Making OKRs Lean Again - Part 2

Welcome to the second installment of Dave’s story as he embarks on his OKR journey.

“I want to be able to manage all of these goals,” Mary told him. Dave did a quick search and within no time, he was able to select software that supported his needs. The nice part? The tool also supported the annual performance management AND they offered OKR training. “Isn’t that great?!,” Dave exclaimed, while showing the tool to Mary. The next day, with the approval of Mary, he purchased the OKR software tool. Based on his previous experience with performance management, he understands the importance of such a tool. It should not only help to keep track of people’s goals but also to maintain the transparency of OKRs (which he had learned was vital to the process).

The lovely people working for the OKR software tool company suggested getting some employees “OKR certified” to smoothen the OKR process. He quickly found some volunteers. The marketing intern, the Agile coach (because they are the company-wide “facilitators”, right?) and an engineering manager. They were sent to a one-day OKR training and within a week, all three received their certificate of completion.

“We are ready to start implementing OKRs,” Dave said to Mary. “Next week is the week before the quarter starts. Let’s set the OKRs then.”

Setting OKRs

It’s the following Monday and Dave is really excited about launching OKRs. The CEO gathered all senior management and announced that “...from now on, everybody needs to create OKRs in order to boost employee engagement. Not only will OKRs improve our low employee engagement score, but it will also help with alignment and focus”. She looked at James, the CTO, who is always a bit reluctant to new company changes, and continued: “We have trained some of your colleagues in OKRs and they are now certified internal coaches. They will be helping everybody to set their OKRs.” With a stern tone, she wrapped up by saying: “And I expect each of you to deliver your OKRs before Friday.”

And so it happened. Everybody in the company started to set OKRs. The executing team set OKRs first, then managers set their OKRs, then those same managers set OKRs for their departments: Marketing, Sales, IT, Customer Service, Operations, Engineering, R&D and UX. Then each team was asked to set OKRs, connecting to the department OKRs. And finally, every individual team member was asked to set OKRs themselves.
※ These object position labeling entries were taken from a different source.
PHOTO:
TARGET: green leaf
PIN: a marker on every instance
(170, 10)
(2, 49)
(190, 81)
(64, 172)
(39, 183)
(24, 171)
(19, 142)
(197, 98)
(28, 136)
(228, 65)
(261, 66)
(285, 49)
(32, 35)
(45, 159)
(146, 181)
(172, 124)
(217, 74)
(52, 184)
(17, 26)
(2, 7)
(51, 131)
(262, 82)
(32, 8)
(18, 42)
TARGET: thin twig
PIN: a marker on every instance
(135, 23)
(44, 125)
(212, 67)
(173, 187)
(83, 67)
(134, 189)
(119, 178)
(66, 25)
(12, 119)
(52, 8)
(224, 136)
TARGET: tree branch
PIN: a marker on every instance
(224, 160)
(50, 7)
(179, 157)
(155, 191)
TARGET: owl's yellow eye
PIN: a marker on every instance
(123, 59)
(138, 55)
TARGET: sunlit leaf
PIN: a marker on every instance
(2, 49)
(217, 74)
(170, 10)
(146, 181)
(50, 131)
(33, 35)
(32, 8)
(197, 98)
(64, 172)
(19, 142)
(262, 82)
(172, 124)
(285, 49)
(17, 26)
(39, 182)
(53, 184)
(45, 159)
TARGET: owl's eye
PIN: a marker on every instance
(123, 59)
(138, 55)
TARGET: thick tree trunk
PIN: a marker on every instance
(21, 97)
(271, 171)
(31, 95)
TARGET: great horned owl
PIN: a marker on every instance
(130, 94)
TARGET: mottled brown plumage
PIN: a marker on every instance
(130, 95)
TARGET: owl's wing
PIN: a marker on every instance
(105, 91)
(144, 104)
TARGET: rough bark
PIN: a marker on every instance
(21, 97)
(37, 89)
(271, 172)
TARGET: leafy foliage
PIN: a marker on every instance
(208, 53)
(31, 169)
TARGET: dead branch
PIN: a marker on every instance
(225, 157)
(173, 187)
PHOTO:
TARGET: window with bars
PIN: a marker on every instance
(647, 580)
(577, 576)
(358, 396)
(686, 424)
During the OKR setting process, people had figured out quite quickly that they could transform their current goals to fit the OKR template. So, the Sales teams changed their sales targets into OKRs, Marketing created OKRs for each campaign, Customer Service changed their “Time on the phone targets” to OKRs, Ops their “Uptime targets”, Software engineering their “roadmap items”, UX their retooling goals, and even HR re-wrote their “new hires targets” into OKRs. The leadership team did the same. Revenue, customer satisfaction and EBIT numbers got transformed into OKRs. Even each individual team member converted their personal development goals into OKRs, too!

This resulted in five OKRs at the company level. Five OKRs per department and manager, three to five OKRs per team and the same for each individual. It was as if they were sprinkling some magical OKR fairy dust over all of their existing (and mundane) goals. Lucky for them, they had the OKR software tool to help them manage all of their OKRs.
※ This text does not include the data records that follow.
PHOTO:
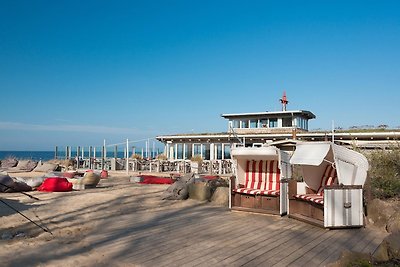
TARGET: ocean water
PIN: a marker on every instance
(49, 155)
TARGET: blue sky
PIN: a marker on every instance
(78, 72)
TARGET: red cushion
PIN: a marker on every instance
(312, 198)
(329, 178)
(55, 184)
(263, 175)
(251, 191)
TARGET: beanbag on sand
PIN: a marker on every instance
(90, 179)
(55, 184)
(9, 185)
(149, 179)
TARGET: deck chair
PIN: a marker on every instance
(261, 180)
(331, 195)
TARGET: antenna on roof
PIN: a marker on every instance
(284, 101)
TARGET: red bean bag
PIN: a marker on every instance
(149, 179)
(55, 184)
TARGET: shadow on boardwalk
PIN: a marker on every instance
(123, 224)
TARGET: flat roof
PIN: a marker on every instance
(306, 113)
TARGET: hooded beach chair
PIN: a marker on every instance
(332, 192)
(261, 180)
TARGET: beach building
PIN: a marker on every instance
(283, 128)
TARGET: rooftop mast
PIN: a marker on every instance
(284, 101)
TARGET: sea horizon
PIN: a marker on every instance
(50, 155)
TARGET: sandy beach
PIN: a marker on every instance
(82, 222)
(120, 223)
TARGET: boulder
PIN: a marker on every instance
(179, 189)
(393, 224)
(381, 254)
(379, 212)
(221, 196)
(350, 258)
(200, 191)
(393, 245)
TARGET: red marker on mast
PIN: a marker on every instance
(284, 101)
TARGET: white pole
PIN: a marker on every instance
(127, 156)
(105, 149)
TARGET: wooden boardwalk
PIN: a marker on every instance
(132, 226)
(212, 236)
(201, 234)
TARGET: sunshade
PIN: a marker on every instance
(310, 153)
Dave was in charge of coordinating the OKR rollout, but after one week it was already apparent that not everyone was happy with the changes. He heard complaints from multiple people, such as “OKRs simply don’t work here”, “We also have other work to do, we’re drowning!”, “We already do Scrum, so why do we even need OKRs?” Dave was able to placate them by replying: “I hear what you’re saying but we really need to improve employee engagement and therefore OKRs are necessary”. It is worth mentioning, not everybody was unsatisfied with the changes. Some were quite happy that their leaders took action based on the employee engagement survey result, so they gave the leadership room to try OKRs out and proceeded without too much resistance (something that isn’t always the case in other companies).

During the Quarter

After all the OKRs were set, people got to work. They continued working on the tasks they were assigned to. Developers continued working on the features they received from product owners. After all, the Objective was to “Deliver awesome UI to customers.” UX kept working on the designs for the UI and handed them over to the engineering teams. However, they couldn’t deliver as fast as usual because their OKR was about converting their existing UX designs into a new tool, which took up a lot of their time. Marketing couldn’t make any progress on their OKRs either. They couldn’t launch their new marketing campaign because they depended on engineering to deliver the new UI. At the same time the Engineering team finally received new UI designs from the UX team, the company welcomed a new “big whale” client. The Sales team was on a roll to move the needle of their KRs. This required at least five software teams to pay attention to delivering on this.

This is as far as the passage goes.